Pheidole jonas is a species of ant in the subfamily Myrmicinae.

==Habitat and distribution==
Pheidole jonas is known only from the Comoros Islands and Mayotte. It was collected mostly from rainforest leaf litter, but also from rotten logs, under moss, and above ground in rainforest and montane rainforest in elevations between 20 and 1235 m. The populations on Anjouan, Grand Comore, and Mayotte islands are morphologically distinct, but share enough characteristics with each other and with the original type material to be identified as a single species, until further research proves otherwise.

==Description==
The specimens from Anjouan are all orange in color, like the types, whereas those from the other two islands are brown.
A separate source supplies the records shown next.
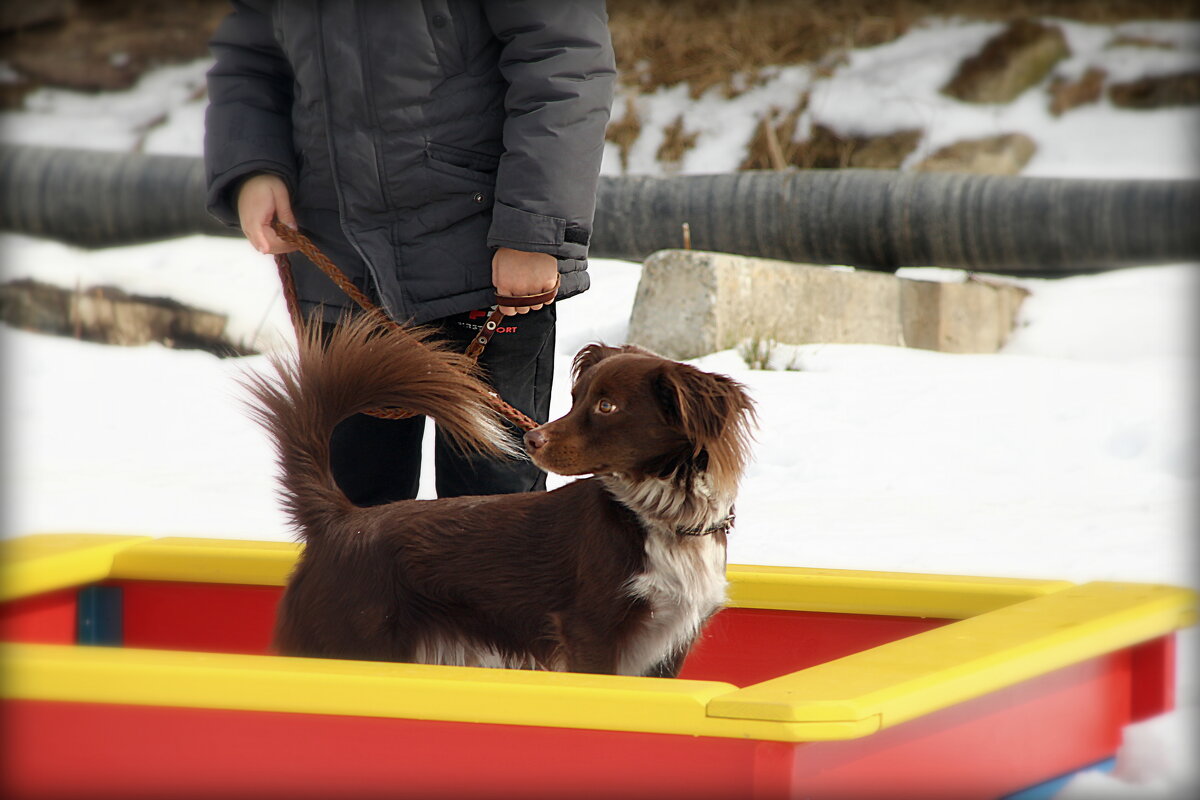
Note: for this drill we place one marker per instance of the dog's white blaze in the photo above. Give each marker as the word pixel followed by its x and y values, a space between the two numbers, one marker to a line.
pixel 684 583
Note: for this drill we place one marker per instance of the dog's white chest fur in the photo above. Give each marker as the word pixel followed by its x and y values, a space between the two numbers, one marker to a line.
pixel 684 583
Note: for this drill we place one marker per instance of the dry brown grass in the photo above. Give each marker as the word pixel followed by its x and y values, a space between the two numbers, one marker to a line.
pixel 676 142
pixel 707 42
pixel 624 132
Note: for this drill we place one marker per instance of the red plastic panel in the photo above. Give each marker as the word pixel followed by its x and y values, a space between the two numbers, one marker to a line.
pixel 739 645
pixel 43 619
pixel 1153 678
pixel 987 747
pixel 66 750
pixel 748 645
pixel 982 749
pixel 203 617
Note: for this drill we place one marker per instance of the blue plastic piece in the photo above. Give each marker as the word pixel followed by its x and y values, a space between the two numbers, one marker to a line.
pixel 1051 787
pixel 99 619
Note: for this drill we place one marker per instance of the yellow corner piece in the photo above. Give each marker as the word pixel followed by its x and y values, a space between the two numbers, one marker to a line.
pixel 42 563
pixel 934 669
pixel 208 560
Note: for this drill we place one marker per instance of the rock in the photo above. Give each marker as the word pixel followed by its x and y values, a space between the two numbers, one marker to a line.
pixel 1009 62
pixel 1157 91
pixel 999 155
pixel 1066 95
pixel 693 302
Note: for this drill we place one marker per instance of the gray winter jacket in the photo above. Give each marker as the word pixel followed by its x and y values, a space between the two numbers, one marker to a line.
pixel 417 136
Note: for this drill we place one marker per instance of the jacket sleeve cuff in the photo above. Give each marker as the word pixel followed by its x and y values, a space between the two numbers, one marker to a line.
pixel 222 197
pixel 534 233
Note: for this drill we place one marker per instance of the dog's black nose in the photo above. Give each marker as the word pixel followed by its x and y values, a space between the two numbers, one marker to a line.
pixel 535 439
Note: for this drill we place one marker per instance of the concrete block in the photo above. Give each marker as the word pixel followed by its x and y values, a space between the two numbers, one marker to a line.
pixel 693 302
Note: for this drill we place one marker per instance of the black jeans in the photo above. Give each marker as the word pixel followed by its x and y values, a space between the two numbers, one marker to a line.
pixel 377 461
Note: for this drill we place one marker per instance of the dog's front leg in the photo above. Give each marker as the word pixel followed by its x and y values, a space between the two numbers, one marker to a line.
pixel 585 647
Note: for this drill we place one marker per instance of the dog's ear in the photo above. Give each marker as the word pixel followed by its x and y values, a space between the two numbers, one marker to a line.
pixel 595 353
pixel 700 403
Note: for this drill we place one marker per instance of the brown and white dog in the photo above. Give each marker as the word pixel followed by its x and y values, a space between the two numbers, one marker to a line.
pixel 611 573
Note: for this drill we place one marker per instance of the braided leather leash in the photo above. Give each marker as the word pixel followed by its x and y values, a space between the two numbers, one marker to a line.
pixel 313 253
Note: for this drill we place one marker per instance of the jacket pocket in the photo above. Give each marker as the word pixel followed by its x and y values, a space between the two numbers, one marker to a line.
pixel 479 167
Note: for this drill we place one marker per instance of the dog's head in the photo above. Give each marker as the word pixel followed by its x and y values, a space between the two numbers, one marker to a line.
pixel 640 415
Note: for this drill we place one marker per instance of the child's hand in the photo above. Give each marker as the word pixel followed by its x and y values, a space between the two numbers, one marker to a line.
pixel 262 199
pixel 516 274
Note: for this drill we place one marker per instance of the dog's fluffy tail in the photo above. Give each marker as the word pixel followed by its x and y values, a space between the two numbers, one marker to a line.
pixel 364 365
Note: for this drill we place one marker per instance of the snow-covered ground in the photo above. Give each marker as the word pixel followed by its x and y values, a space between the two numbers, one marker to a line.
pixel 1069 455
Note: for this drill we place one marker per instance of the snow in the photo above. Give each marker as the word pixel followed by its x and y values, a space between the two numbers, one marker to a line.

The Grand Comore and Mayotte populations can be distinguished further by minor allometric differences in the head, pronotum and postpetiole. The majors from Grand Comore tend to have a slightly wider head and a wider postpetiole than those from Mayotte. P. jonas is probably closely related to P. vulcan and P. loki. The minor workers of P. jonas can be separated from those of P. vulcan by slightly longer mandibles, scapes, and postpetiole, while the majors have a lower promesonotal process with a conspicuously concave transverse groove in profile view. Standing hairs are significantly less abundant and less flexuous in both worker castes than in those of P. vulcan. The minor workers of P. loki (majors are unknown) can be easily distinguished from the two other species, as the scapes are on average longer and the sculpture on dorsal head and mesosoma is largely reduced, whereas the heads and mesosomas of P. jonas and P. vulcan possess comparatively strong punctures.